« D’après les estimations de L’Organisation mondiale de la santé (OMS), en 2050, une personne sur deux sera allergique. Alors que nous avons de plus en plus besoin d’allergologues, il s’agit une espèce en voie de disparition en France ! », s’alarme le Pr Jocelyn Just, chef du service d'allergologie de l'hôpital Armand Trousseau à Paris.
La proportion de Français souffrant d’allergies a déjà doublé ces deux dernières décennies. Entre 20 et 30 % de la population souffre de rhinites allergiques, 6 à 10 % d’asthme, 8 % d’eczéma, 3 à 8 % d’allergies alimentaires… Pourquoi une telle croissance ? Les causes sont multiples. Les facteurs protecteurs – un environnement diversifié sur le plan animal et végétal – se raréfient, ce qui, selon la théorie hygiéniste, accroît les risques d’allergies et de maladies auto-immunes. S’ajoutent à cela des facteurs aggravants avec, en première ligne, la pollution et le tabac, qui sensibilisent non seulement les voies respiratoires mais déclenchent également des allergies alimentaires et dermatologiques. « La pollution et le tabagisme sont des irritants qui abaissent le seuil de réaction. Ils peuvent aussi avoir un effet épigénétique, favorisant l’expression de gènes qui interviennent dans l’inflammation », explique la praticienne. Le réchauffement climatique est également pointé du doigt, du fait du rallongement des périodes de pollinisation par exemple. « Avec la multitude de cofacteurs qui interviennent, ce qui auparavant déclenchait un petit rhume des foins provoque désormais des rhinites très invalidantes avec risques d’asthme, d’allergies alimentaires », décrit le Pr Just, qui observe que les allergies sont non seulement plus fréquentes mais aussi plus sévères et plus complexes.
Manque de reconnaissance
Face à cette transformation, les allergologues dits « généralistes », capables de prendre en charge les allergies de manière transversale, « sans saucissonner le patient », ont un rôle central. Or, d’après le Pr Just, ils sont de plus en plus rares. « Au cours de leur formation, les étudiants reçoivent que deux heures d’allergologie, ce n’est évidemment pas suffisant face à la complexité croissante des allergies croisées. Et la discipline n’attire pas, confie-t-elle.

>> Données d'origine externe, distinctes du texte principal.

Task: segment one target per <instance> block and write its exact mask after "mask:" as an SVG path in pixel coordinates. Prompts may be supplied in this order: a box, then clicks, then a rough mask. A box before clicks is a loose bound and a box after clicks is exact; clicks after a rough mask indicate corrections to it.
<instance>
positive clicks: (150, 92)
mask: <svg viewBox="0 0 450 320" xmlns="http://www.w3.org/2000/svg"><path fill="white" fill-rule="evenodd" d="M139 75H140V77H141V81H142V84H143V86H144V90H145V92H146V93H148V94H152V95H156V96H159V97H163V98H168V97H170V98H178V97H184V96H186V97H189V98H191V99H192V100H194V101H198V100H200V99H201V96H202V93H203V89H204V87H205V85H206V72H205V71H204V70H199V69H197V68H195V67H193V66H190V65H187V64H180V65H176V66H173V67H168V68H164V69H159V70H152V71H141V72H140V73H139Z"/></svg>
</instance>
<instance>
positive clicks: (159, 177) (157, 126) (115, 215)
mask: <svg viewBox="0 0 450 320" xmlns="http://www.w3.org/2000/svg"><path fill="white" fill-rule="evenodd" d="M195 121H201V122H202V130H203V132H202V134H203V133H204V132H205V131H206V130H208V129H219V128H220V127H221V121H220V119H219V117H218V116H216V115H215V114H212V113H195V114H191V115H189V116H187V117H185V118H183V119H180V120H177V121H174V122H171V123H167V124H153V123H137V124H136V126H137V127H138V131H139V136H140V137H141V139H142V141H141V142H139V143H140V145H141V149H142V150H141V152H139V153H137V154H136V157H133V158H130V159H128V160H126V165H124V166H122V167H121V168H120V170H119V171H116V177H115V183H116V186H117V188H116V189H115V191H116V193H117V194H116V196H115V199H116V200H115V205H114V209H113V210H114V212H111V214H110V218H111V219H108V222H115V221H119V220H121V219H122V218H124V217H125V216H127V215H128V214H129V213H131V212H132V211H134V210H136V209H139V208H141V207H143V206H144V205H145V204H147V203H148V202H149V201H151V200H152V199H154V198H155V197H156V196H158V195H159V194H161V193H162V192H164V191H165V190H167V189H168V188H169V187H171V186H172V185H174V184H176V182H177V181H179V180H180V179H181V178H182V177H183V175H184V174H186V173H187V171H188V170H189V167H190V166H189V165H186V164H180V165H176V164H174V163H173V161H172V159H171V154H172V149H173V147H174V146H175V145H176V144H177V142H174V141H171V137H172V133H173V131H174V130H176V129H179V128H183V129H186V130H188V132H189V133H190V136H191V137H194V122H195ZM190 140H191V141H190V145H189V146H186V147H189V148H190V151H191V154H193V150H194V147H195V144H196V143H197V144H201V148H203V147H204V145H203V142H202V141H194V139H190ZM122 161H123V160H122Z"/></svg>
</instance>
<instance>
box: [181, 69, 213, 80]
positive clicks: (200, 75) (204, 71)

Les allergologues ne sont pas des spécialistes, or leurs consultations sont longues et compliquées. » Dans le cadre des réformes du 3e cycle des études médicales, les experts ont exhorté les autorités sanitaires à faire de l’allergologie une spécialité à part entière. En vain. « Alors que 15 pays européens l’ont déjà fait, la France est à la traîne. Nous n’avons pas réussi à convaincre les autorités de l’urgence », déplore-t-elle. Une spécialisation permettrait de former davantage de médecins et plus précocement. « Pour ceux qui se destinent à l’allergologie, cela permettrait de réaliser des stages d’internat mais aussi d’authentifier l’allergologie comme devant être financée pour la recherche et d’avancer dans la compréhension des mécanismes impliqués, dans les traitements, pour mieux dépister et mieux soigner ».